Coherent Structure Dynamics of Heat Transfer in Wakes of an Inclined Elliptical Cylinder: A Novel Lagrangian Framework

This work introduces a novel Lagrangian-based framework to analyze forced convective heat transfer in the unsteady wake of a heated elliptical cylinder inclined at angles ranging from \\(\\theta = 0^\\circ\\) to \\(90^\\circ\\), in \\(15^\\circ\\) increments with \\(Pr = 0.71\\) at a fixed Reynolds number of \\(Re = 100\\). The framework correlates the temporal evolution of the surface-averaged Nusselt number with the dynamic behavior of Lagrangian saddle points, formed at the intersection of repelling and attracting Lagrangian Coherent Structures (LCSs) extracted via Finite-Time Lyapunov Exponent (FTLE) fields.The study is carried out within a precisely constructed observational domain, a previously unreported influential region in the near-wake, where the trajectory analysis of the newly defined key saddle points (active saddle points) consistently aligns with the trends in surface heat transfer.
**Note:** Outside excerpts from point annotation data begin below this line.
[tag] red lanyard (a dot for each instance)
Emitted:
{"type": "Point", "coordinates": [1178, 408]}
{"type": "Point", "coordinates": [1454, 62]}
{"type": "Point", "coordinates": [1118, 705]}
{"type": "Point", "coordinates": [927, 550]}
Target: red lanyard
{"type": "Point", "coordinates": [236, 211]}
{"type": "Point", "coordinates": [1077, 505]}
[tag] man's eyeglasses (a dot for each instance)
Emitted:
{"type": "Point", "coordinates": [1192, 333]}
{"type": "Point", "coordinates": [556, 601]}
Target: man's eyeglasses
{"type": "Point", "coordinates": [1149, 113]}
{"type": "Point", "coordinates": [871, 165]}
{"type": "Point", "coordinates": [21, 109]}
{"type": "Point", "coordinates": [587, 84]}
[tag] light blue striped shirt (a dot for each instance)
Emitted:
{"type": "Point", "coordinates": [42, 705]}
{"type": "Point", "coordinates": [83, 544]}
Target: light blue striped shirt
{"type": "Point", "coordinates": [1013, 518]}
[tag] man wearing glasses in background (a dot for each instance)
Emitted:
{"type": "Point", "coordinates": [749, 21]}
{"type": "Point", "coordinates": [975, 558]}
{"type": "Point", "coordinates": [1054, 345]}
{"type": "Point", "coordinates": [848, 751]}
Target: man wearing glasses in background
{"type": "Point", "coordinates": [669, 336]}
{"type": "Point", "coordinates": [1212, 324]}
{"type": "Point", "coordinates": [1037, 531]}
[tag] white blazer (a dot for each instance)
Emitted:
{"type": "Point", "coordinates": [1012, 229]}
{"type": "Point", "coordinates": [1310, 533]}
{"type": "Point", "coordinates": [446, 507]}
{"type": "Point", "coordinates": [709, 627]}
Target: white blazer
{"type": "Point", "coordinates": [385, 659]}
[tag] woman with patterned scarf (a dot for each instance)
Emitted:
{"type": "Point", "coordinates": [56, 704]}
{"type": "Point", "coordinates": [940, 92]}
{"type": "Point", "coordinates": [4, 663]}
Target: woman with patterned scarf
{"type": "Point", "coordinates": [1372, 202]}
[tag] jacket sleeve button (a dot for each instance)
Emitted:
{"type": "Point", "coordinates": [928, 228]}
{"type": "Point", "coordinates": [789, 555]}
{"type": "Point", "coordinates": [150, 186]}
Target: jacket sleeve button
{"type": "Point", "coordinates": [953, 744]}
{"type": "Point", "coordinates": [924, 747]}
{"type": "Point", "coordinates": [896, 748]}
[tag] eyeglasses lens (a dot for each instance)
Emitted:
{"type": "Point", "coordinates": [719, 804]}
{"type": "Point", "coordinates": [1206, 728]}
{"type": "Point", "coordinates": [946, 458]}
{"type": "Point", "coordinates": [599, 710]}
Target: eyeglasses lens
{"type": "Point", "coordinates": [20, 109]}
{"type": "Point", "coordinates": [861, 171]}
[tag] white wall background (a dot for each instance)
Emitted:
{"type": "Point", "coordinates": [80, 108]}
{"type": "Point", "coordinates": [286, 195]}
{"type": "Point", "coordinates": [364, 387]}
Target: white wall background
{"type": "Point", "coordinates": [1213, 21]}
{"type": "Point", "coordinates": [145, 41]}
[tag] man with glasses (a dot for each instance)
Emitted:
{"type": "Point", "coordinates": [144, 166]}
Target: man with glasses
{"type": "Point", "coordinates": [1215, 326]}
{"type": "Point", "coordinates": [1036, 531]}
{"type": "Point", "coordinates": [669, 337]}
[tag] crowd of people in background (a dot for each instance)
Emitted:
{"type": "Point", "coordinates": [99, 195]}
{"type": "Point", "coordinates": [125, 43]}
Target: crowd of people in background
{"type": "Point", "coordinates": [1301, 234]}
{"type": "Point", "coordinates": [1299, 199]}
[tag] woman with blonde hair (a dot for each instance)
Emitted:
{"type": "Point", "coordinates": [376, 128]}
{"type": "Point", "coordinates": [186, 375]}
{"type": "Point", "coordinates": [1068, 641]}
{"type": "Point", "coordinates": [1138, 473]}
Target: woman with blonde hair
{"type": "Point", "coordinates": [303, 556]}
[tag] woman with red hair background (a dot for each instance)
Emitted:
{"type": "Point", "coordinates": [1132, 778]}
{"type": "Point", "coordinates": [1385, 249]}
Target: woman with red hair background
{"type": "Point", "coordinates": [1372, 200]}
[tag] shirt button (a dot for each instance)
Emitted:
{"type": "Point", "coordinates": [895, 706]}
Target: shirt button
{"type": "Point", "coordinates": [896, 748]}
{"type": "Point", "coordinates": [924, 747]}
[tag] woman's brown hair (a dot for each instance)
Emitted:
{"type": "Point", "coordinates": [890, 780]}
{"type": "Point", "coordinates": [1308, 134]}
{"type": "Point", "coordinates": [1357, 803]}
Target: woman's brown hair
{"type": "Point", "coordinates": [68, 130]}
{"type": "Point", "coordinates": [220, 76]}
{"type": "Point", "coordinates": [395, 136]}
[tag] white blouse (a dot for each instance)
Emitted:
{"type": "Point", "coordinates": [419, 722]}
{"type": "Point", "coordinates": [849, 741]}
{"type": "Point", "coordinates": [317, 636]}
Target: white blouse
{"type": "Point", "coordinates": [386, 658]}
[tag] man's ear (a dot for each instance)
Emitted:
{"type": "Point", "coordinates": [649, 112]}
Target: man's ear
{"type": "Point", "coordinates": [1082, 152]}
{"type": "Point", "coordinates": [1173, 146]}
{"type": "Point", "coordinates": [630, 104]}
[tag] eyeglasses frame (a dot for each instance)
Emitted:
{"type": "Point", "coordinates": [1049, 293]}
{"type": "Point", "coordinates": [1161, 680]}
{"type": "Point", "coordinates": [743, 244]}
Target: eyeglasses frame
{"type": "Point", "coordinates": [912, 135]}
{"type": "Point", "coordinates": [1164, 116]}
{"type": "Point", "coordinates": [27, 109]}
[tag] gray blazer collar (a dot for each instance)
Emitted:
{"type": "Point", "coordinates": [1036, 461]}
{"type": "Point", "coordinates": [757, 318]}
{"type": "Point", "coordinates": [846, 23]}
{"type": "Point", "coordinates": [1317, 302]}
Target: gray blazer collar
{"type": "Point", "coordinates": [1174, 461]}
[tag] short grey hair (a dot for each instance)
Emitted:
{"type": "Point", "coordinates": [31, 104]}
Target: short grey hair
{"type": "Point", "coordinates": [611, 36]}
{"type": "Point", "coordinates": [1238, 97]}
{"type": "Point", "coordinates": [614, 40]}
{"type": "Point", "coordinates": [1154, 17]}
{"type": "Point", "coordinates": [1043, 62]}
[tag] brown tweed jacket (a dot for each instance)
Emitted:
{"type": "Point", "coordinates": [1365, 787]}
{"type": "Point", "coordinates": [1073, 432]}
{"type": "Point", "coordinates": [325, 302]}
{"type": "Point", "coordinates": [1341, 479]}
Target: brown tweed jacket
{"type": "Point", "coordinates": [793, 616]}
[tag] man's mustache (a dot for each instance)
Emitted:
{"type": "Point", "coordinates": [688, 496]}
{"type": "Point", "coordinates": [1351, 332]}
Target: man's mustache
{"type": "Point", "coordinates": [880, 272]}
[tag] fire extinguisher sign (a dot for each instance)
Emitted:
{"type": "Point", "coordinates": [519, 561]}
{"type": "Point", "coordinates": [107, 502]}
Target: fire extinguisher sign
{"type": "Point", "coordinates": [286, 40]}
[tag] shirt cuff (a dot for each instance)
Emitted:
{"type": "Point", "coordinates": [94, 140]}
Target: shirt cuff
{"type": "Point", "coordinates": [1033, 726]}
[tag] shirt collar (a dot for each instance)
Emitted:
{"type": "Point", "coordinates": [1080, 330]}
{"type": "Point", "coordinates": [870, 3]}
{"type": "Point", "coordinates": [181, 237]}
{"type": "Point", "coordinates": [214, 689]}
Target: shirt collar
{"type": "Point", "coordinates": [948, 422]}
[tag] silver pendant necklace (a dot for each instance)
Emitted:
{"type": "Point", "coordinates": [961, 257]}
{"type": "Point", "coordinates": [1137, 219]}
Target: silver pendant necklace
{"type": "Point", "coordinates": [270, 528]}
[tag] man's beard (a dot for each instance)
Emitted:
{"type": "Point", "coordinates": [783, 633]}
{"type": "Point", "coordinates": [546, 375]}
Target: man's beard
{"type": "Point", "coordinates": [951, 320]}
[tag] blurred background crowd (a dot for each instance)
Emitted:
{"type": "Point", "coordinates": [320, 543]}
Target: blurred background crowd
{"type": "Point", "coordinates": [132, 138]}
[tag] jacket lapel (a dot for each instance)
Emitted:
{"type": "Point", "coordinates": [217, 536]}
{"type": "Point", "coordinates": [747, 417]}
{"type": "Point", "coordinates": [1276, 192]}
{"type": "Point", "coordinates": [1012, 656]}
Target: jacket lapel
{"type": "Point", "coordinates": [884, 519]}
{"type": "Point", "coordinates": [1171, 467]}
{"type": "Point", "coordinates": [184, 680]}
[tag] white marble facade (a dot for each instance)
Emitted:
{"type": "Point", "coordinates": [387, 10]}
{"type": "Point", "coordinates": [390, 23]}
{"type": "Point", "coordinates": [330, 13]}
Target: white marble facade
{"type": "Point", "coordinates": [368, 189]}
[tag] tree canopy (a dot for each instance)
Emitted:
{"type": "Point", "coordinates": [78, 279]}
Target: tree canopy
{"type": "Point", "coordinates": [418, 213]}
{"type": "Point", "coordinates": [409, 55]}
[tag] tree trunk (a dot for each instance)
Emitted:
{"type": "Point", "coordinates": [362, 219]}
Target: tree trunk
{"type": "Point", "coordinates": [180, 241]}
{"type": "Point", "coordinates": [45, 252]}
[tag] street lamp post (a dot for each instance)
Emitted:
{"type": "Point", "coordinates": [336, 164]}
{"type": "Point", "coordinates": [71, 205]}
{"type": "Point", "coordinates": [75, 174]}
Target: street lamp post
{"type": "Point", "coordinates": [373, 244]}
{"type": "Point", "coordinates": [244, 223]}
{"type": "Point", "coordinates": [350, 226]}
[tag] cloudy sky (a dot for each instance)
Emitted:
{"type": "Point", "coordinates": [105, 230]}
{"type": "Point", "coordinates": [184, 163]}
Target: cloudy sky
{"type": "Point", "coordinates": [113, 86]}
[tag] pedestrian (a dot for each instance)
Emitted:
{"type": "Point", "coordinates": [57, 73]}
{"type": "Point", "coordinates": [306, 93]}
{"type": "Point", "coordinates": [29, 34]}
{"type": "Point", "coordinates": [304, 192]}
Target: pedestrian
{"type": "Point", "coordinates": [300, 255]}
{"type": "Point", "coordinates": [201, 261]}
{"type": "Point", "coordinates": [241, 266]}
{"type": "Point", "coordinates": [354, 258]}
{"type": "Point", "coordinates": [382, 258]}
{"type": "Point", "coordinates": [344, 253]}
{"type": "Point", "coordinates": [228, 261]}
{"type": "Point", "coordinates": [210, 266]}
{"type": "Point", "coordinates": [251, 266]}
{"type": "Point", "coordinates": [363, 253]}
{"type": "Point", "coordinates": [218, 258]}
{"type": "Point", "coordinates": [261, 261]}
This domain enables predictive identification of key transitional events in the Nusselt number profile, including local extrema and slope inflections, across all inclination angles. The analysis reveals that oblique displacement of active saddle points enhances heat transfer by promoting the shedding of repelling LCSs, while parallel displacement leads to weakened heat transfer due to the delayed detachment of repelling coherent structures. The proposed framework enables the construction of a temporal function that closely replicates the monotonicity and transitional features of the Nusselt number evolution. Furthermore, threshold displacement metrics are defined for dominant repelling LCSs to correspond with peak heat transfer efficiency. The proposed methodology not only generalizes across a wide range of inclination angles but also provides a physically interpretable framework for predicting heat transfer enhancement based on coherent structure evolution in unsteady flows.